Uploaded image undefinedxundefined

2. Brand guidelines

This is not a third-party plugin. I built it directly with Claude using Anthropic's skill-creator and their documentation on how skills are structured.

The process: I described what the site was for, who it was for, what I wanted it to feel like. Pasted in references. Explained what I did not want. Claude drafted the SKILL.md. I edited until it was accurate.

It needs to be a skill and not just a document because Claude has to load it actively. When it is writing microcopy, choosing between two layout directions, or deciding how much motion is appropriate, brand guidelines are the filter. Without it, every decision defaults to the statistical average of what Claude has seen.
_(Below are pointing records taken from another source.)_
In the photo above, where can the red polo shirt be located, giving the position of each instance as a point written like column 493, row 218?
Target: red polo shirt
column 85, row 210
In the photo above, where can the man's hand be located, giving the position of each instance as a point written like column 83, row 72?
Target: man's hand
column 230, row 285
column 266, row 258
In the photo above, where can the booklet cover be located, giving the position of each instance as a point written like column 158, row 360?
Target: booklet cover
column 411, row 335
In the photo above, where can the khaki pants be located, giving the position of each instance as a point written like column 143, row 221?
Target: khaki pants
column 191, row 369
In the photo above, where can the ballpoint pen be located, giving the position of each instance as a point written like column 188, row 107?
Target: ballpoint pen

With it, decisions have a standard.


Uploaded image undefinedxundefined

3. Anthropic's frontend design

Install: /plugin marketplace add frontend-design inside Claude Code

Anthropic's official skill, sitting at 277,000 installs. The problem it solves has a name: distributional convergence. Models predict tokens from statistical patterns in training data, and safe design choices dominate that data. Without direction, Claude produces Inter font, purple gradient, card grids. Not wrong. Just forgettable.
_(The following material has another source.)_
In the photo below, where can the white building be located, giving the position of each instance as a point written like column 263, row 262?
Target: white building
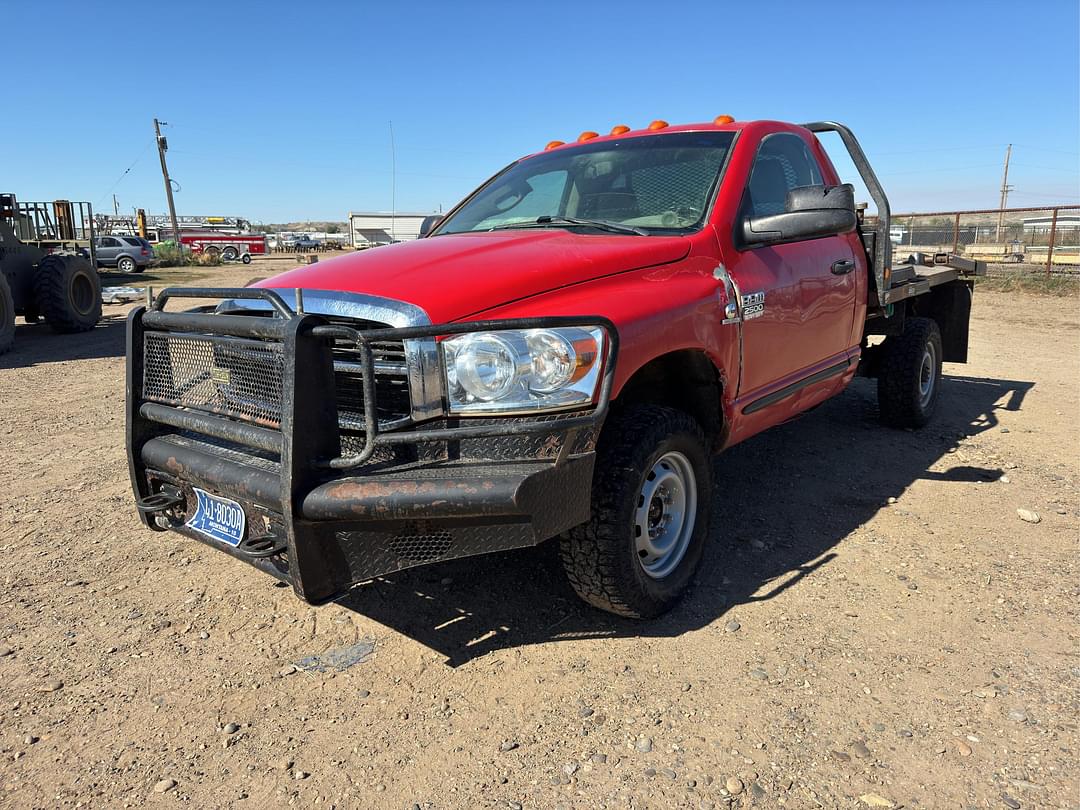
column 368, row 229
column 1041, row 225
The skill forces aesthetic commitment before a single line of code gets written. It asks what the interface is for, who uses it, what it should feel like, then executes deliberately across typography, color, motion, and layout. It also includes a hard anti-patterns list covering things like pure black without tinting, gray text on colored backgrounds, and bounce easing.

Invoke it with /frontend-design and describe what you want to build.


4. Interface Design

Install: /plugin marketplace add Dammyjay93/interface-design

This is the specification layer and the one that solves a problem the others do not: Claude forgets your design decisions between sessions. Every new conversation, it starts fresh. Which means without something persisting your decisions, every component is another opportunity for drift.

Interface Design fixes this by saving your system to .interface-design/system.md and loading it automatically at the start of every session. Spacing grid, color palette, depth strategy, border radius, component patterns. It also ships with six pre-defined design directions to start from, including Precision and Density for developer tools, Warmth and Approachability for consumer apps, and Data and Analysis for analytics interfaces.

The commands:

/interface-design:init scans your project, infers the product type, suggests a direction, and asks one question to confirm before saving anything.

/interface-design:audit <path> checks existing code against your saved system. This was the first thing I ran, to see exactly where and how far my components had drifted.

/interface-design:extract pulls design patterns from existing code into your system file, useful when inheriting decisions already baked into a codebase.

/interface-design:status shows the current saved system at any point.


The honest part

Building vibe-first got me somewhere real. A working site, live infrastructure, shipped product. I got some nice traction from it.

But there is a point where vibe becomes debt. For me it was the moment scaling meant every new page felt bolted on instead of native. The infrastructure held.

The skills do not erase that debt automatically. I still have to go back through existing components and bring them into spec. But now I am working against a defined standard, not guessing at what correct looks like.

The shift is not Claude doing more. It is Claude finally having something real to work from.